Undergrad team uses machine learning to create a better hospital ventilator

Group's DeepVent software wins top Clinical Prize at Project X research competition

A team of McGill undergraduates recently won top honours at the University of Toronto’s Project X global undergraduate research competition – an annual event that challenges students around the world to use machine learning to address pressing health issues.

The group won the Clinical Practice category for its DeepVent software that uses reinforcement learning (RL) to optimize and personalize hospital ventilation treatments.

“RL models can learn from the past and can predict how the present will affect the future,” says team leader Flemming Kondrup, a U4 Honours student in Anatomy and Cell Biology. “This means that DeepVent can adapt to each patient by analyzing how they responded to previous treatments, and predict how the patient will react to future ones.”

DeepVent can adjust settings such as air pressure, the volume of air, and the concentration of oxygen in that air. Doctors usually have to manually adjust these settings as a patient’s condition evolves, a costly, complex, and often difficult task.

“We find that DeepVent is expected to not only perform similarly to physicians, but actually outperform them by 59%,” Kondrup says.

McGill’s Artificial Intelligence Society helped create Kondrup’s team last September for the competition. Kondrup’s teammates include two students in Statistics and Computer Science, Elaine Lau and Mia Tran; two students in Mathematics and Computer Science, Thomas Jiralerspong and Nathan de Lara; and Jacob Shkrob, who’s studying Probability and Statistics.

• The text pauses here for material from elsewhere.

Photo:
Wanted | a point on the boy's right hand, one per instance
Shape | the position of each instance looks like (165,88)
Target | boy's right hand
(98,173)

More than 150 students from 25 North American universities took part in the five-month competition, which culminated in the awards ceremony on Feb. 18-19.

Pandemic provided inspiration

Since the onset of the COVID-19 pandemic, the demand for ventilators in hospital intensive care units increased dramatically. The increased use of the devices, and the strain they place on the medical staff tasked with monitoring them constantly, provided part of the inspiration for Kondrup and his team.

“An important challenge we’re seeing during this pandemic is the pressure that is put on intensive care units and its healthcare workers,” Kondrup says. “This means that doctors or nurses don’t always have the time to check on every patient’s ventilator settings, leading to sub-optimal care. Our work would  not only improve care, but also potentially automate ventilation. DeepVent could take over the role of adjusting the settings, saving essential time for doctors and nurses to focus on other tasks.”

The team has not yet come up with a plan to have DeepVent approved for hospital use, though Kondrup and his team have heard from some potential sponsors.

“The process to implement this type of technology is quite rigorous, and rightfully so,” Kondrup says. “We’re talking about the lives of patients, and that means that we need to assure high reliability and safety. This first requires the technology to get approved, and then years of clinical trials to eventually be used in clinics. We believe our work is an important stepping stone in that direction. We focus a lot on assuring safety for patients, and show that DeepVent makes recommendations within safe ranges, similar to the ones of an experienced doctor.”

The five months of hard work has landed the group a $25,000 prize.

“We haven’t yet addressed what the prize money would be used for, but supporting further works is definitely an option. I know a few people on the team are also considering going to graduate school to gain more knowledge in the field. This support could also definitely help make that possible.”